How long must the land be held?
Since 2002 there have been two systems under which adverse possession can be registered.
The “old” system is governed by the Limitation Act 1980, and applies to all unregistered land, plus any applications relating to registered land that has been adversely possessed for at least twelve years as at 13 October 2003.
Under this system, once the land has been held for twelve years the squatter has the right to apply to the Land Registry for legal title to the land. The legal owner then has thirty days to raise an objection on the grounds that the squatter has not fulfilled one or more of the criteria for adverse possession listed above. Unless a successful objection is raised, the squatter will obtain legal title to the land.
Under the “new” system, for registered land that had not been held for twelve years as at 13 October 2003, the squatter can apply for title by adverse possession after ten years in occupation. The legal owner is given 65 days to object and request that the application be dealt with under Schedule 6 of the Land Registration Act 2002.
The registered owner’s counter-notice requires the squatter to show that either:
- It would be unconscionable for the registered owner to dispossess the squatter AND the squatter ought to be entitled to be registered; or
- The land in question is adjacent to land owned by the squatter, the boundary between the two has never been exactly determined, the squatter has for the past ten years reasonably believed that the land belongs to him, AND the registered owner’s land was registered more than a year before the application was made; or
- For some other reason, the squatter is entitled to be registered as the legal owner.

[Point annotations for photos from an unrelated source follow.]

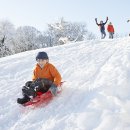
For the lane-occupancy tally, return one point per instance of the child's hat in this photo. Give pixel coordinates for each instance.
(42, 55)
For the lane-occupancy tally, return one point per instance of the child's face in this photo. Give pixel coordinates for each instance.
(42, 62)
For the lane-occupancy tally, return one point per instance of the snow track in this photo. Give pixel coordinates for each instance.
(96, 94)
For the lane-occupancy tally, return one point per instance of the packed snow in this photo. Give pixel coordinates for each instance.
(95, 96)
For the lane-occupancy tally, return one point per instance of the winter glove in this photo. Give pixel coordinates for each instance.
(53, 89)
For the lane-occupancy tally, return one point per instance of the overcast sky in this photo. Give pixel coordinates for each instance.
(38, 13)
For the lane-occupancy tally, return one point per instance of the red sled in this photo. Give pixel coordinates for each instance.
(42, 98)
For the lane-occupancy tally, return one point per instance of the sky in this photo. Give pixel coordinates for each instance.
(38, 13)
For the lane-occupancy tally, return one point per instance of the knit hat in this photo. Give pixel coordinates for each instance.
(42, 55)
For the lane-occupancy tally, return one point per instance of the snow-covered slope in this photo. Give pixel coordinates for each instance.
(96, 94)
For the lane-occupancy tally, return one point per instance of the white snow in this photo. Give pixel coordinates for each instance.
(96, 94)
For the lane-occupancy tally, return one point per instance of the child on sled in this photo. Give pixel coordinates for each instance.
(45, 78)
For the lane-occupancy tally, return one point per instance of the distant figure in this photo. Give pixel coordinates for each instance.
(110, 29)
(102, 27)
(128, 21)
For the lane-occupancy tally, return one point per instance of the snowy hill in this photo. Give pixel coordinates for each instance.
(96, 94)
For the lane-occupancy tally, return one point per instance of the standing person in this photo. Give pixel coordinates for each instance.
(128, 21)
(45, 78)
(110, 29)
(102, 27)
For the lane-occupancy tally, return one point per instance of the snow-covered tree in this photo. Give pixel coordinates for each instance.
(27, 38)
(7, 32)
(61, 32)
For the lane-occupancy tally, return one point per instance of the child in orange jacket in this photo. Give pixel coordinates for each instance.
(110, 29)
(45, 77)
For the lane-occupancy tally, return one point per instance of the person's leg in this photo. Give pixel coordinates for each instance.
(24, 99)
(109, 35)
(101, 35)
(104, 33)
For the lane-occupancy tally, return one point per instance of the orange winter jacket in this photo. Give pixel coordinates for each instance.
(49, 72)
(110, 28)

Unless the squatter can show that one of these grounds applies, his application will be rejected. The legal owner then has two years to take steps to remove the squatter or formalise his interest through agreement. If at the end of the two year period the squatter is still in possession and possession proceedings have not been issued against him, he will be entitled to be registered as the legal owner.
How can you avoid applications for adverse possession?
In most cases, adverse possession is an entirely avoidable problem. Simple precautions, such as undertaking regular reviews of landholdings (including physical inspections at different times of day), keeping records of tenancies and licences up to date and ensuring that any agreements relating to land are properly documented, should enable landowners to avoid losing their land to squatters.
However, if an adverse possession application is received, the key is to take appropriate legal advice, object and/or issue the relevant counter-notices promptly, and where appropriate take steps to remedy the situation as soon as the squatter’s first application is rejected.